Sunday, December 02, 2007

Home on the Strange

Let's conclude our spelunking of the Sunday paper with this whimsical jeremiad about "our" responsibility for the homeless.

When we see the homeless on the streets of our city, failing and vulnerable, we see our own failure and our own vulnerability, our own guilt for failing to care for them.

These are things we don't want to see. These are things that frighten and shame us. So what do we do?

We strike out at the victims.

We call them names.

We decry them for defecating in the streets and leaving needles in the park, without bothering to ask ourselves what public policies brought them to such a degraded position.

And having properly demonized them in this way, we try desperately to get rid of them, to get them out of sight.


I am not entirely unsympathetic to the broad-brush plight of the homeless, though this sort of burbling piffle certainly taxes my patience. It's the language of victimology, spun through a funhouse mirror. How the hell does someone who deals drugs, shoots up in the park, and takes a fucking dump on the sidewalk count as a "victim"?

How about the taxpayers, hm? What about the person who owns a small business, has their hands full just running that and dealing with customers, inventory, taxes, employees, slow sales cycles and such, and the drunk asshole harassing potential customers for money right outside the door? How about the person who gets up every morning, goes to a job they hate so that they can keep a roof over their head and support a family, and has to step around people fighting or sleeping near their doorstep? How about a family that wants to take their kids to a park to barbecue some burgers and play frisbee, and not watch people sleep and shoot up and have sex? Aren't those people victims?

Human rights and dignity are obviously important, indeed vital to every individual's functional stability, and thus to the people whom we affect. A variety of programs have been attempted in San Francisco, for years, with very little to show for it. I feel somewhat unencumbered by not having to belabor this "we are all perfect images of God" stuff. Some people, I'm sorry to say, are just no damned good, as the prophet John Mellencamp pointed out eons ago.

Strolling over to a 7-Eleven in her Outer Sunset neighborhood to buy a candy bar in the wee hours of the morning of Nov. 21, the 26-year-old German exchange student noticed Robert Hancock, a 23-year-old drifter from Iowa. Hancock - who "has no permanent local address," according to the police - looked pretty bedraggled. Rucker felt sorry for him and, on an impulse, decided to buy him something to eat.

Hancock reportedly accepted the food, but began to follow Rucker. He tried to talk to her, but Rucker, who is more comfortable speaking German, says she had trouble understanding him.
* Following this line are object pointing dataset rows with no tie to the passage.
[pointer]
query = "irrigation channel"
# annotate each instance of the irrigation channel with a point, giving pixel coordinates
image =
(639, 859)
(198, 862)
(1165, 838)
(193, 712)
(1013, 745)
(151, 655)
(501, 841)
Unprovoked, Hancock allegedly grabbed her and tried to pull her toward Ocean Beach. Police say she screamed and fought him, which is when he allegedly pulled a knife and stabbed her in the wrist, neck, thigh, abdomen and chin - wounds that would send her to the hospital for a week.

Luckily, her screams attracted neighbors who called the police. Sgt. Fitz Wong and Officer Jarome Winesberry responded, located Hancock, and after what Taraval police Capt. Paul Chignell calls "a violent struggle," he was subdued. The officers found a bloody knife in Hancock's pocket, police say.


Now, this woman gets no points for common sense by trudging alone to an urban 7-11 "to buy a candy bar in the wee hours of the morning". That's not terribly bright. But what sort of a person bums food from someone and then tries to forcibly rape them? I suppose he now has plenty of time to think about that, but what brings this character all the way out from Iowa? The knowledge that in Frisco, they'll give you three squares and make the taxpayers feel bad about it? That there are people whose sole raisin detree is to "advocate" for your right to free shit?

We know very well what will work: more housing, more public mental health and substance abuse centers, more job training programs.


Well hell, while they're at it, they can come on over and raid my refrigerator, drink my beer, and fuck my sister. And come on, "job training" basically means teaching people how to dress and be punctual; we're not talking about enhancing skill sets for that tech career you always wanted to bounce into if the crack-head thing don't pan out.

I don't have a problem with spending tax dollars to offer these people an opportunity to get their shit together. But there are already plenty of those sorts of programs for people who really want it, and if those programs are going to be ramped up, it should come out of somewhere else in the budget. I have my own family to support, and it's hard enough as it is.

At some point, we are going to have to choose between our oil-guzzling empire and a more comprehensive social safety net; we cannot have both guns and butter. And this would be a fine use of the peace dividend, to push the homeless into something better than a life in the gutter, and returning quality of life to the people who actually live and play by the rules.

In the meantime, trying to guilt-trip people for being tired of syringes in sandboxes and doo-doo in doorways is just insulting and tiresome, and is not going to change the minds of people who work just so they can share in the bien pensant squalor. It is not "irrational" or "misdirected" for people to just be sick and goddamned tired of this sort of behavior. Perhaps the good rabbi can grant these sacred children of God sanctuary in his synagogue. Problem solved.